Exactly that, Stefan!
IMHO it would be good if any change made by a user to a project template (both during project creation/configuration and while translating), would have to be confirmed by the user. Such as with a "Save changes to project template (yes/no)" dialogue, where the user is prompted to click on a button. If the user choses "No", the PT would be left unchanged. This would let a user modify a current project with the changes being remembered for said project only, without altering the PT.

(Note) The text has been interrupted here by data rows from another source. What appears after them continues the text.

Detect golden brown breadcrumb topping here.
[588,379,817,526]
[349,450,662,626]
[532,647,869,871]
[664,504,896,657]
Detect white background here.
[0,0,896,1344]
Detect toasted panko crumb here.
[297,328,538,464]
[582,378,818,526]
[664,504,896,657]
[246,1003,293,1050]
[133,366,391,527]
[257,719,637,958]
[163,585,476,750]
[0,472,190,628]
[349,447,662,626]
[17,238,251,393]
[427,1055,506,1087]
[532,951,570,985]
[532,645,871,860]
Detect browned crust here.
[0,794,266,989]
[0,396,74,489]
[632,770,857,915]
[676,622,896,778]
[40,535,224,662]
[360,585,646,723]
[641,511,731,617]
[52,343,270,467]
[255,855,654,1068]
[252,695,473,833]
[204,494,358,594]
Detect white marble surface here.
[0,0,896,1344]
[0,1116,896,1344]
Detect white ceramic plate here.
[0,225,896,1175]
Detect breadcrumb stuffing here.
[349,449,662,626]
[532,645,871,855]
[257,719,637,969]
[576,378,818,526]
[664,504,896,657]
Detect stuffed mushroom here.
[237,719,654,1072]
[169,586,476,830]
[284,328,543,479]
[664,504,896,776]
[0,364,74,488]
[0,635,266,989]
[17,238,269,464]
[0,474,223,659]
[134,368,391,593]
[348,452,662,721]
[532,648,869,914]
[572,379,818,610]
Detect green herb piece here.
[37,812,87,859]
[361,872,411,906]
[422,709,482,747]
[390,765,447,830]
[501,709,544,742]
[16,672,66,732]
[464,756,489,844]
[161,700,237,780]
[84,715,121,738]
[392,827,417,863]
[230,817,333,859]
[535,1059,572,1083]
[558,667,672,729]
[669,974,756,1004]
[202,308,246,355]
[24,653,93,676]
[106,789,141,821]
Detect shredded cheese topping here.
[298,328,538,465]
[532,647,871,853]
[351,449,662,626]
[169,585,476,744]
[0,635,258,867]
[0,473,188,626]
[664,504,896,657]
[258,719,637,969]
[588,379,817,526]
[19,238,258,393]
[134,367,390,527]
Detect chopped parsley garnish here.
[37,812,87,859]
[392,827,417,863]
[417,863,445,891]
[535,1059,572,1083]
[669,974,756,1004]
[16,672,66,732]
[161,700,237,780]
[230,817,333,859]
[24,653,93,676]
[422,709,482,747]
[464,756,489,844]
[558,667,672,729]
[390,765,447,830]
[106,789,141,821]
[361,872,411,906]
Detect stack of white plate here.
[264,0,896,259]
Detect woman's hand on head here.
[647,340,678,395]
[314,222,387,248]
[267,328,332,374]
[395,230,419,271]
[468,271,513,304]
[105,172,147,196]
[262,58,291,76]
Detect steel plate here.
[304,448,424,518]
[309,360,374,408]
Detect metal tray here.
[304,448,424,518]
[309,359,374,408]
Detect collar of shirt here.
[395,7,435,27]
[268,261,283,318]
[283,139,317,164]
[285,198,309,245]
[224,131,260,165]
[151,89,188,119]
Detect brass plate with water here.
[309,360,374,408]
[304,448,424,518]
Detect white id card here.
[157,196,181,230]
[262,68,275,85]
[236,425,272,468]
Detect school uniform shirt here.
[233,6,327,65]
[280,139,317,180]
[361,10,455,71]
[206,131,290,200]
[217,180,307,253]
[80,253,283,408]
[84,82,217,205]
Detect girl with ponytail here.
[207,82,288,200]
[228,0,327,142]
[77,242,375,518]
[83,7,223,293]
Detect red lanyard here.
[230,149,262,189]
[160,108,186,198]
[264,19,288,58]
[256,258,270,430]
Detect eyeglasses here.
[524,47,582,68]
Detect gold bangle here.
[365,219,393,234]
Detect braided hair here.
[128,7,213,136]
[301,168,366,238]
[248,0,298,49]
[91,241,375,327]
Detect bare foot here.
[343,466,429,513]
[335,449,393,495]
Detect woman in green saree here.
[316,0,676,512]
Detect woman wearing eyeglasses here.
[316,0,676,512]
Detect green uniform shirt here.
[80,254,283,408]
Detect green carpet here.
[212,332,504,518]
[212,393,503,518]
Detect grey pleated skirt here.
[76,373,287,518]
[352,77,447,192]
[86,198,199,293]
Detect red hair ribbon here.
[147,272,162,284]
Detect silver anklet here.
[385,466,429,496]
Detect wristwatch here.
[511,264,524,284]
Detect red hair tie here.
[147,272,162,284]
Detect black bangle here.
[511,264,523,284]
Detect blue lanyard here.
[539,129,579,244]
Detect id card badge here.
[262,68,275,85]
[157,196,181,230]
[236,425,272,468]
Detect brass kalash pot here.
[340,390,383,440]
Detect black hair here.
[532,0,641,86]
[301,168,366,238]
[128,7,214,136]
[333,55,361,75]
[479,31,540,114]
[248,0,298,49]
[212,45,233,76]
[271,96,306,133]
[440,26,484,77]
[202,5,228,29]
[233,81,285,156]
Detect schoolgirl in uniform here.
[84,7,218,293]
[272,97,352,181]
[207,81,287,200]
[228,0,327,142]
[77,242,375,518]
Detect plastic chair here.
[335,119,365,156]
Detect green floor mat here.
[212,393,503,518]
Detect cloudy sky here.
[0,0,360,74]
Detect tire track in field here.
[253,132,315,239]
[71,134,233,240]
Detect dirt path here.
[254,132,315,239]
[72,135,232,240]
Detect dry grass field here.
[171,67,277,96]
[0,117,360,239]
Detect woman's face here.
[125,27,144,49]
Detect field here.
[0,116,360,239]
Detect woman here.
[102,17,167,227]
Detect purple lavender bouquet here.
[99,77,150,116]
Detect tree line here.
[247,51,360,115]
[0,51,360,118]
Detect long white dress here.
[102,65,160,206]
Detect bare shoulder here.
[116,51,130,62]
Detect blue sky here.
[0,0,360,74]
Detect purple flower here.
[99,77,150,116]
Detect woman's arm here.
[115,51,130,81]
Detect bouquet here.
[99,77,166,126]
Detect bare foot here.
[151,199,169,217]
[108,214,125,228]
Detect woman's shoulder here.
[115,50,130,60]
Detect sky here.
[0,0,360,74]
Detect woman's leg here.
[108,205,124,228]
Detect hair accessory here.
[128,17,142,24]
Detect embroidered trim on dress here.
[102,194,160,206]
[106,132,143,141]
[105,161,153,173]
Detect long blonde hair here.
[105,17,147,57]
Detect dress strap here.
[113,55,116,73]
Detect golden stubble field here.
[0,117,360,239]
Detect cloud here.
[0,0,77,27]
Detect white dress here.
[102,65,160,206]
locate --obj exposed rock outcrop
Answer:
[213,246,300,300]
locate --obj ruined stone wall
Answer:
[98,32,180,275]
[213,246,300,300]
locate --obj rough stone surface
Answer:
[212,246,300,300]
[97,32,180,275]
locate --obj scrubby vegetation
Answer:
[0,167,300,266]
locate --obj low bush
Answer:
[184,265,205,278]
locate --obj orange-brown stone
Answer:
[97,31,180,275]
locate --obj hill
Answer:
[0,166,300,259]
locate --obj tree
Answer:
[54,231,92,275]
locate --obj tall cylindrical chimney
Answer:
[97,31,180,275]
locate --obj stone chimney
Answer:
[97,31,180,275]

I was recently wondering where all the strange tags were coming from, in my OCR'ed native cafetran projects, only to find out some days later that I must have changed the "MS Word OCR" file format option to "MS Word", non-OCR, in the project configuration window in one of my previous projects. As such a setting affects the PT, asking the user to confirm changes to the PT would have helped here, too.
Let's hope at least in an answer.
I totally agree.
The PTs were working as intended when they were introduced. Then, on a user's request, the mechanism was introduced that changes in the attached project, would be reflected in the PTs. Then troubles started. I don't understand this design decision: a PT is a set of rules on how to translate projects of a certain type. Why would these rules change without giving human instructions to do so?
I also came to the conclusion that the current Dashboard with its many clickable resources are nice. When you have 2 clients.
Currently I'm thinking that a plain and simple wizard would be a better solution to create PTs if you have a lot of clients. A few steps, like:
I can stand all other current issues, but this one really unnerves me because of the time lost and especially because when I reopen a project after having worked on a different one I'm never sure to find all and the same resources intact.
I don't like to be forced to manually record all per-job settings somewhere.
Different, but still weird experience here: In the middle of a large JP-IT project I had to switch to a different JP-IT one for an urgent job, then when I returned to the large project only the TDB was set correctly, while the set TM was that of the small project. Only, I realized that too late and for hours I kept feeding the wrong TM.
Oh yeah, one might tell me that I should check everything better before starting to translate.
Duh, it looks that the actual project was that thought I selected the correct PT, the SL hadden't changed from EN to DE!!!
Strange
alwayslockyourbike
Hey Igor, you asked my (after watching a video that I created): Exactly where did CafeTran Espresso lose the attached resources?
I just had that!
I created an en-GB to nl-NL project to demo the Project > Preview feature.
After that I thought it was time to make some money. So I loaded an de-DE to nl-NL Project Template and guess what:
The resources (nt glossary, qa glossary, memory) are listed in the Dashboard but not selected.
Perhaps the change of the source language is the culprit here?